Small Heath station was opened by the GWR in 1863 as 'Small Heath and Sparkbrook' and from early days took on a role of a goods station that also dealt with passenger traffic: such was the extent of goods facilities at the site. Today, certainly on the side of the Golden Hillock Road bridge occupied by the platforms themselves, you'd be hard pressed to see obvious signs of its industrial past. Above we see the entrance building on Golden Hillock Road which now leads down to one island platform serving local services to and from the City Centre. It is easy to see that some alterations to the building frontage have taken place over the years - look at the large white doorway-shaped areas on the front topped off with concrete lintels: presumably these were doorways and/or windows at some time. The left-hand set correspond with the now locked stairwell down to the original platform for local trains travelling to the Oxford & Birmingham Branch or North Warwickshire Branch and more illustrious locos such as 'Kings' heading the Paddington to Birkenhead express.

 
Small Heath station looking towards Tyseley
Small Heath station looking towards Birmingham
 

Above-left we are standing on Golden Hillock Road bridge with the station to our right and looking down at the station site. In front of us, adjoining the now disused-platform, is the 'up main' line which served the Leamington and London services. To the left of the 'up main' is what once formed the exit from the 'up yard' which joined the main line at Small Heath South Box just beyond the platform's end - the box no longer exists. The lines to the extreme right of the shot were used for goods wagon storage/arranging for use in the goods yard proper, the other side of Golden Hillock Road bridge. Above-right we are looking at the site of the goods yard(s) from Golden Hillock Road with the station building behind us. All-in-all, the site could accommodate c2,450 wagons organised into a series of 'yards' for specific purposes: Caledonian Yard for LNWR/LMS traffic holding 480 wagons, a transhipment yard holding 360 wagons and the North End Mileage Yard holding 70 wagons for the on-site Metals-shed, among others.

 
Small Heath station view from island platform
Small Heath station looking to goods yard
 

Above-left we are on the sole operational platform looking along the central tracks under the station building above towards Moor Street/New Street. The absence of platform buildings adds to the general air of despair at the station with the only concession to passenger comfort being a bus shelter - finely canopied GWR platform buildings are a thing of the distant past. Above-right we have moved to the left from the previous shot and are looking through Golden Hillock Road bridge towards the goods yard which can clearly be seen as an unidentified DMU heads towards Moor Street on its way from Warwick.

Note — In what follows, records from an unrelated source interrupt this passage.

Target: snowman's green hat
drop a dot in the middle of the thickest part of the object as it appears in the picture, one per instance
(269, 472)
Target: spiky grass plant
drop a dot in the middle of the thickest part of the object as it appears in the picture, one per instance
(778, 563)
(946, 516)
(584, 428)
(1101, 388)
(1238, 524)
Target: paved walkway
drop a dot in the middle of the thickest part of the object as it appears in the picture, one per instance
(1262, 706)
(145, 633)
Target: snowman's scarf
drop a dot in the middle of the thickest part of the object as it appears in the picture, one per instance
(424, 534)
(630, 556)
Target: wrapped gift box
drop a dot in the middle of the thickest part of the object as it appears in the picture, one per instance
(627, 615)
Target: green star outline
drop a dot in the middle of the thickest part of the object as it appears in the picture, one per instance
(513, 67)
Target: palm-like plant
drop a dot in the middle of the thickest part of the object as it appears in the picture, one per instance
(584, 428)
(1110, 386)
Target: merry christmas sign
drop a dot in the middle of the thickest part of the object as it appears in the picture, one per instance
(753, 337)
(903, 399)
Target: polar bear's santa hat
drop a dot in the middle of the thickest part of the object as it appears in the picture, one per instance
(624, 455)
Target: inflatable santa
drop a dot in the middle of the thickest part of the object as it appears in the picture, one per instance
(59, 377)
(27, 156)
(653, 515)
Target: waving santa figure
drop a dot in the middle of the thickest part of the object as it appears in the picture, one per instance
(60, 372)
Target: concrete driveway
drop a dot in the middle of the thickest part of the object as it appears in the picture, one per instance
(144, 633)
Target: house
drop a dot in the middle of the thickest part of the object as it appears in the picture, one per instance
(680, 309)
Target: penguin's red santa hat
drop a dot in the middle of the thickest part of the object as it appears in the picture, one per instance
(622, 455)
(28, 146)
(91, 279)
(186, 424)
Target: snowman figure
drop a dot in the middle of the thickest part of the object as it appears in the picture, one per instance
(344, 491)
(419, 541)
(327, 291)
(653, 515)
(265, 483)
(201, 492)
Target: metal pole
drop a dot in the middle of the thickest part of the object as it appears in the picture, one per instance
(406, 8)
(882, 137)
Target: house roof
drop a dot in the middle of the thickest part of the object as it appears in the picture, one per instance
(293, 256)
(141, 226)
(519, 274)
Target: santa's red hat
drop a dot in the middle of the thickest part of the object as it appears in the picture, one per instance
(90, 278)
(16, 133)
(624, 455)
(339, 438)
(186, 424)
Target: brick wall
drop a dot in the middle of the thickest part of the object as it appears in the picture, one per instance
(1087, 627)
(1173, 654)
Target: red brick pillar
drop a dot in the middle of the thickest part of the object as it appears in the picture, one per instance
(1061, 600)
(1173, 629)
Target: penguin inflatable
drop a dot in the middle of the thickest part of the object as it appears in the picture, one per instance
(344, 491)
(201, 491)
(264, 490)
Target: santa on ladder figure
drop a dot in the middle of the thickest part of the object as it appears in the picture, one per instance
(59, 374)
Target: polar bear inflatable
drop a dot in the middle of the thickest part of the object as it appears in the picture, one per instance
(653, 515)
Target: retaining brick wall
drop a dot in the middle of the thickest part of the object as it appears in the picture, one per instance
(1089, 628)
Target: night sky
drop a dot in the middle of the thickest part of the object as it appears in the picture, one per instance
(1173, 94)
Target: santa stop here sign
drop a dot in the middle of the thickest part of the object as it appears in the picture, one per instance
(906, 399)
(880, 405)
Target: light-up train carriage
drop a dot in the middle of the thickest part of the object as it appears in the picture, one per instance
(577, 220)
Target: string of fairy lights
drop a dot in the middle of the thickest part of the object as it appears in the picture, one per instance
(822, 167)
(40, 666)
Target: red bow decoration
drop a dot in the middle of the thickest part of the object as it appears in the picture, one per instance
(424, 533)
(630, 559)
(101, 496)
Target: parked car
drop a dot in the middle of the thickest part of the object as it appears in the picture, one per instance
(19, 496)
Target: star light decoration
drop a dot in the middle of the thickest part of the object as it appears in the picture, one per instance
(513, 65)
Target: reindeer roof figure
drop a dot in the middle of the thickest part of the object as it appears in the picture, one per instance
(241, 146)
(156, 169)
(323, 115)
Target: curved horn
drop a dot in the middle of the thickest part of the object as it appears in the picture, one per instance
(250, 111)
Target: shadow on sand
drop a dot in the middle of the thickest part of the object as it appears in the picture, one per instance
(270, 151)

Interestingly, Small Heath was even a technologically advanced station - although you'd never tell to look at it now. In 1957 a Universal Chain Conveyor was installed which kept three chains permanently circulating around channels around the main shed at a speed of 40 feet per minute hauling wagons around on their cycle from loaded to empty without unnecessary handling/shunting.

 
Small Heath station island platform looking towards Tyseley
Small Heath station disused platform
 

In the above-left perspective we are in the same spot as the previous two shots but this time looking away from Birmingham and not a lot has changed over the years other than the absence of a row of tunnel-back housing which lined the top of the embankment to the right of the shot. Above-right we are looking to the left of the previous shot at the now disused island platform - I must commend Centro on their 'nature' look to the platform tops - always nice to see some signs of greenery in the inner city!